Print Page - How do I update a huge amount of data?

Title: How do I update a huge amount of data?
Post by: JPinto on Mar 15, 2023, 07:25 AM

I have a user database that requires weekly data updates from external sites. However, the update script takes too long to run within the 30-second hosting limit.

If I update one user's information at a time, the script can run within 10-20 seconds. However, creating hundreds of rules manually for running the script via cron every minute is not ideal.

Is there a solution to this problem without altering the script's execution time?

Title: Re: How do I update a large amount of data?
Post by: Crevand on Mar 15, 2023, 08:26 AM

1. To address the issue, consider making the parsing and data updating task asynchronous. The parser can create a pool of tasks for updating, which can then be processed by a second script to update the required data.

Implementing a trigger update could also be beneficial. As soon as the parser extracts and inserts the data into the database, the necessary tables can be automatically updated.
However, it is important to note that this approach may not always be ideal, as it can potentially burden the database with constant or infrequent indexing.

Title: Re: How do I update a large amount of data?
Post by: diyasaini on Mar 15, 2023, 10:39 AM

Consider running a script with unlimited execution time on a separate machine, connecting it to the hosting's database to perform all the necessary tasks.

To ensure security, configure the database to accept remote connections from specific IP addresses in addition to local calls (in MySQL, this can be achieved by limiting external access).

To optimize heavy operations within the database itself, consider writing utility stored procedures. This approach can help minimize data transfer over the network and enhance overall efficiency.

Title: Re: How do I update a large amount of data?
Post by: blazonbazaar on Mar 15, 2023, 01:38 PM

To work around the broken set_time_limit, I create a task queue system.

First, I retrieve a limited set of active tasks from the update_list table using a simple SELECT statement:

SELECT id, task FROM update_list WHERE active = 1 LIMIT 3

Once processing is completed for a given task, I update the corresponding row in the update_list table to deactivate it:

UPDATE update_list SET active = 0 WHERE id = $obj->id

The crucial aspect here is to ensure that each operation does not exceed the 30-second limit.

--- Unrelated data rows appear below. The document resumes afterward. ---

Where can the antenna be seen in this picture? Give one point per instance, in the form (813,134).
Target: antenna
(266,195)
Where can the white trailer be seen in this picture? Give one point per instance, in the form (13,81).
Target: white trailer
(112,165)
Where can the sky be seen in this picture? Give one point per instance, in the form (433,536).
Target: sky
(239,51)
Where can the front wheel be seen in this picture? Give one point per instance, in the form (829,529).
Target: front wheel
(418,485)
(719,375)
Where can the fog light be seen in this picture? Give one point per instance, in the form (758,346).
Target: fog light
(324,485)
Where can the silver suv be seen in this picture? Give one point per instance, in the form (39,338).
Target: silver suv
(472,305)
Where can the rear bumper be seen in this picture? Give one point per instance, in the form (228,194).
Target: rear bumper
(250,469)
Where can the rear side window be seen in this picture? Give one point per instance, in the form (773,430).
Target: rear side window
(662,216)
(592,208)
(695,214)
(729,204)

If a task does exceed the limit, it becomes necessary to split the tasks into smaller pieces and optimize the database accordingly. One approach could be dividing a single table into multiple tables based on record ID, such as:

users_10k
users_20k

By doing so, it becomes easier to manage and execute operations within the desired time constraints while maintaining efficient database performance.

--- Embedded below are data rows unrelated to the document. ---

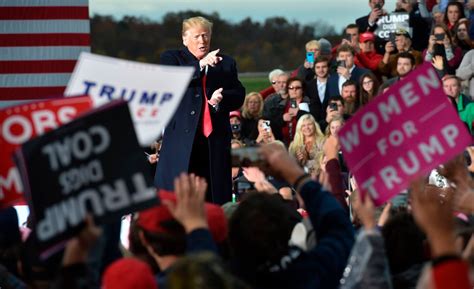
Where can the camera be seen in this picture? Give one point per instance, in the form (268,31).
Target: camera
(266,125)
(293,103)
(439,36)
(310,57)
(392,38)
(467,157)
(235,128)
(246,157)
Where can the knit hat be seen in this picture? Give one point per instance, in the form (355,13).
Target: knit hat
(128,273)
(153,218)
(325,46)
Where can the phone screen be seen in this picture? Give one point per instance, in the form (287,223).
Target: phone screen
(293,103)
(310,57)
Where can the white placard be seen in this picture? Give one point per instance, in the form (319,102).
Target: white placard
(152,91)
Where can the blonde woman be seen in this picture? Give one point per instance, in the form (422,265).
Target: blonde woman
(251,112)
(307,144)
(334,126)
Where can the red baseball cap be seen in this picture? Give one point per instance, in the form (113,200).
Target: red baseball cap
(152,219)
(366,36)
(128,273)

Title: Re: How do I update a huge amount of data?
Post by: pmyualxlg on Sep 09, 2023, 02:25 AM

Yes, there are a few possible solutions to your problem.

One option is to modify your script to process multiple user updates at once. This can be done by fetching the necessary data for multiple users in a single request to the external sites, rather than making individual requests for each user. By optimizing the data retrieval process, you can reduce the overall execution time of the script.

Another approach is to use a task scheduling service or job queue system. Instead of relying on cron to run the script every minute, you can use a more sophisticated solution that allows you to schedule jobs with finer control over timing and execution. For example, you could use a service like Celery, which provides distributed task queues and supports scheduling tasks to run at specific intervals. This way, you can schedule the script to run every minute without manually creating hundreds of cron rules.

Additionally, you may want to consider caching frequently accessed data. If the external sites provide an API, you can retrieve the required data and store it locally in a cache. This can help reduce the number of requests made to the external sites, speeding up the data update process.

Lastly, it might be worth exploring alternative hosting options with longer execution time limits. If your current hosting provider imposes a 30-second limit, you could consider switching to a different provider that offers more flexible execution time constraints.

few more potential solutions:

1. Implement incremental updates: Rather than updating all user data every week, you could modify your script to only fetch and update data that has changed since the last update. By tracking the timestamp of the last update for each user, you can significantly reduce the amount of data being processed and improve the overall execution time.

2. Use parallel processing: If your system has the resources, you can consider parallelizing the script execution. This involves dividing the workload across multiple threads or processes, allowing multiple users' information to be updated simultaneously. This approach can be challenging to implement correctly and efficiently, but it can lead to substantial improvements in execution time.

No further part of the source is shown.